Но она не обратила внимания на мою реплику и восторжено продолжала:
- А эта ваша поэма «Оно», ну, разве не шедевр! Я кое-что даже наизусть выучила. Сейчас, сейчас, - она приставила ладонь ко лбу, задумалась на пару секунд, выбросила правую руки вперед и с надрывом начала декламировать:
«По каналу мы вместе на лодочек плыли.
Подскользнувшись, упала и камнем на дно.
Я следом рванул и из омута вынул,
Поднял на борт смотрю – оказалось оно.

Про любовь столько песен мне спела.
Сердце сладко щемило, болело оно.
Оказалось, совсем ты меня не любила,
А слова в твоих песнях – сплошное оно.

Ночь любви, поцелуи, оргазм и истома.
Ветер апрельский в окно.
Жаль, но тебя только не было дома.
Где ты болталась – оно» ….
- Простите, - решительно перебил я даму, уставший слушать про неизвестное оно, которое то болтается где-то, то тонет. Если автор имеет ввиду то, о чем подумал я, то это «оно» не тонет, об этом грудной ребенок знает. – Это не мои стихи!

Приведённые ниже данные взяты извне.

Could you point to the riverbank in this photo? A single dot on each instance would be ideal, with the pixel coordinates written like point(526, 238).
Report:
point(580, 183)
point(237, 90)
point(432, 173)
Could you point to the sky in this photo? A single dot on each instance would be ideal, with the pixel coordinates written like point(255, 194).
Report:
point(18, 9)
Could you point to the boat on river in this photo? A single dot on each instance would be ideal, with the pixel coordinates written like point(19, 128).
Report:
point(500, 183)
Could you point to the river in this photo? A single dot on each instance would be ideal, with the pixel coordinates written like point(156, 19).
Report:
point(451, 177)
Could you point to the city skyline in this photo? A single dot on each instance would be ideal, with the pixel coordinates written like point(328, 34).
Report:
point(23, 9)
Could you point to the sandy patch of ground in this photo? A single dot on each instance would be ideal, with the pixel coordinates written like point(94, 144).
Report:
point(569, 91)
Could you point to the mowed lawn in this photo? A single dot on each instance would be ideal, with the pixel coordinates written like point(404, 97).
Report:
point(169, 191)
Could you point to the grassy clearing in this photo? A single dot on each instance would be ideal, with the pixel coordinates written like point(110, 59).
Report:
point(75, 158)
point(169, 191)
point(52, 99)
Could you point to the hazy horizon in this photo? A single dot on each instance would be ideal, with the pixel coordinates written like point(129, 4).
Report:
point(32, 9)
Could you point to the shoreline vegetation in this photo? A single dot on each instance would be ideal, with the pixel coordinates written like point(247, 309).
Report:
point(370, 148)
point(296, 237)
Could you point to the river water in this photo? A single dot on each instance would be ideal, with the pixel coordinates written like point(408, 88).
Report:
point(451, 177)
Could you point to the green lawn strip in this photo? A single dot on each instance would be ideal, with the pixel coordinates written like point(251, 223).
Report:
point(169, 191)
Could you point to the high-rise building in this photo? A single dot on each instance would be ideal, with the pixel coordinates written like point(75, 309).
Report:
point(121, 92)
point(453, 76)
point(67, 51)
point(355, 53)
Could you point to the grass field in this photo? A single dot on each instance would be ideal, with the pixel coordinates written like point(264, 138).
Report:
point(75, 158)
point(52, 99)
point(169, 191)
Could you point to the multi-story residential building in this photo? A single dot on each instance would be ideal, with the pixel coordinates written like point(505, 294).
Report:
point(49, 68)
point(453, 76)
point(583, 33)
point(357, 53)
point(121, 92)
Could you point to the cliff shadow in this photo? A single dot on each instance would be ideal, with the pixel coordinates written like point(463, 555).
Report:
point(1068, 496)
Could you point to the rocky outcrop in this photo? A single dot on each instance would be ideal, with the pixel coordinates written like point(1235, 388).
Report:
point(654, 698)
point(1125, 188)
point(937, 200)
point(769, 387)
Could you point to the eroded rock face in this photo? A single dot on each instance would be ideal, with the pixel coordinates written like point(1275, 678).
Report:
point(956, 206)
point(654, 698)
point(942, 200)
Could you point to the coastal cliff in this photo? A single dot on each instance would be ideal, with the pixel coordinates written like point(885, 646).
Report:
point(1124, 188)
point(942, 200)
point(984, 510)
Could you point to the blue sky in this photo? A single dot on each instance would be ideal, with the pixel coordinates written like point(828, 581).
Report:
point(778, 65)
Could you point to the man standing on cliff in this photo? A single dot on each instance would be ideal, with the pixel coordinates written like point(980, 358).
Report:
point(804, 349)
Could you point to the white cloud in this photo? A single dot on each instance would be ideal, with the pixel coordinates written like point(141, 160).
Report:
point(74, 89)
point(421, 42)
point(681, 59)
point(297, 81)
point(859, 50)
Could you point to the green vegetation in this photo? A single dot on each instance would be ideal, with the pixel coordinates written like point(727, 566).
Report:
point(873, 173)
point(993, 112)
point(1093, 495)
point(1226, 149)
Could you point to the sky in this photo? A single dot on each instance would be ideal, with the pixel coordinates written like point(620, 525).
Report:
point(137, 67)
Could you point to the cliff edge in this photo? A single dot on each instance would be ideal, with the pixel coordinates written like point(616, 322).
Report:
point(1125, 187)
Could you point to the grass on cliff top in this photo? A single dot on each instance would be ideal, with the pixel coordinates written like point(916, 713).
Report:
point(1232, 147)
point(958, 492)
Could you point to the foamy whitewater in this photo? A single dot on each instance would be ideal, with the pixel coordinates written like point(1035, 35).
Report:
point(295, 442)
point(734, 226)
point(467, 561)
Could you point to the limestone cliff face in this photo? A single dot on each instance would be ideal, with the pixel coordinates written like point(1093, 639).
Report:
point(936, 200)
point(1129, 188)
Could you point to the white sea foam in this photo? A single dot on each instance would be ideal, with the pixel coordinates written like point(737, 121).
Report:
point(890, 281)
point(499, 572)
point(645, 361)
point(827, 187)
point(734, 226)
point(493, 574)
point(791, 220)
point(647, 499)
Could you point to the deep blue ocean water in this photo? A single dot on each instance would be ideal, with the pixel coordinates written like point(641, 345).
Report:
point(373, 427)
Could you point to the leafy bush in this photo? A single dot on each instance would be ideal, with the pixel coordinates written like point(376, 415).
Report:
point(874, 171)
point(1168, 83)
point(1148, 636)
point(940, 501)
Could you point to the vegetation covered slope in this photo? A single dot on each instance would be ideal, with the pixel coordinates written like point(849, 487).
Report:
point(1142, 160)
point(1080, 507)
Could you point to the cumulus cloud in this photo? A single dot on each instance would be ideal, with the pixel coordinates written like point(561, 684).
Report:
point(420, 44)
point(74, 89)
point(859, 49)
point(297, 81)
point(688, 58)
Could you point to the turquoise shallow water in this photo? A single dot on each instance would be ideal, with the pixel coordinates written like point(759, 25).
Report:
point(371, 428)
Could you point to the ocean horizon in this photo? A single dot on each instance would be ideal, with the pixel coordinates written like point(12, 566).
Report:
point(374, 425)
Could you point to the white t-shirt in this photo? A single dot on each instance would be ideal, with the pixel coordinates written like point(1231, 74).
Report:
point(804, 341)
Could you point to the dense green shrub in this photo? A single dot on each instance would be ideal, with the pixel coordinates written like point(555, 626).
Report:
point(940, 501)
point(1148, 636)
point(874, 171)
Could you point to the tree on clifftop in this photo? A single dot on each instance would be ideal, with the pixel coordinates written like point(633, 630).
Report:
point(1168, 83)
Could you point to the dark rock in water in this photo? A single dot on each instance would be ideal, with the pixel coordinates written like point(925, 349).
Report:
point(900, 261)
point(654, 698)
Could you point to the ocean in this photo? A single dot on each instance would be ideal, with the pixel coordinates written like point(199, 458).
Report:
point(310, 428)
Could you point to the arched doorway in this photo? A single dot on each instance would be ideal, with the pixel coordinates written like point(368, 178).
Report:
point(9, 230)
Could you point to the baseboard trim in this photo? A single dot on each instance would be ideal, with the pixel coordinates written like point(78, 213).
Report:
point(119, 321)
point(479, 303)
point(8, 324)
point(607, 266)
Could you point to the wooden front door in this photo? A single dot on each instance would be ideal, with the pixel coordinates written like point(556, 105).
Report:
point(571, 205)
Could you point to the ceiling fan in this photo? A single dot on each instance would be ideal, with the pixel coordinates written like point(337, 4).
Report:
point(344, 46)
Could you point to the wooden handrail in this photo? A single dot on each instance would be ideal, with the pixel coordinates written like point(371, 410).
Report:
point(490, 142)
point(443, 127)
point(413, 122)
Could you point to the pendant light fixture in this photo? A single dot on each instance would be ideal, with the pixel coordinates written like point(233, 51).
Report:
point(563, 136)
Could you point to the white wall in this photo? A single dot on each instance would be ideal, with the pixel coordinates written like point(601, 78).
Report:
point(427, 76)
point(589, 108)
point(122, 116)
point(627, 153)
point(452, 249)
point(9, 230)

- Как? – удивилась дама. – Разве вы не Ларин?
- Нет, я Белинсон!
- Так что же вы сразу не представились! – с дамы в одно мгновение слетело ее благодушное настроение. – Давайте ваши стихи.
Я протянул ей листок со стихотворением. Она беззвучно зашевелила губами. Потом подняла на меня глаза:
- Что-то в этом есть, но где символы, где космос, где метафизика вселенной?
- В нем, - ответил я, убирая свой листок в карман.
- В чем, в нем? – спросила дама.
- В говне, про которое вы только что читали.
Женщина, как рыба выброшенная на берег, начала жадно глотать ртом воздух, пока я не протянул ей стакан с водой. Она выпила и уставилась на меня выпученными глазами.
- Как вы можете, - укоряла она меня, после того, как пришла в себя. – Еще Блок писал в «12» о метафоричности. Помните. У него двенадцать революционных матросов идут по заснеженному городу, как двенадцать апостолов. А впереди кто? Кто впереди идет?
- Ленин, наверное, - я пожал плечами.
- Невежество, а еще поэтом себя величает! Впереди, - торжественно произнесла она. – «В белом венчике из роз, впереди – Иисус Христос!».
- Простите, - перебил ее я. – Он сколько выпил, перед тем как сказать вам что-то?
 - Кто? – не поняла она.
- Ну, этот ваш - Блок!
Последнее, что я помню, как эта возвышенная дамочка, вырывала у себя из головы волосы, брызгала слюной и ругалась таким отборным матом, что любой портовый грузчик мог бы у нее поучиться.
Скрипя сердце я отправился по последнему адресу, который был указан у меня в блокноте. Я уже ни на что не надеялся, я шел просто так, чтобы потешить свое больное самолюбие.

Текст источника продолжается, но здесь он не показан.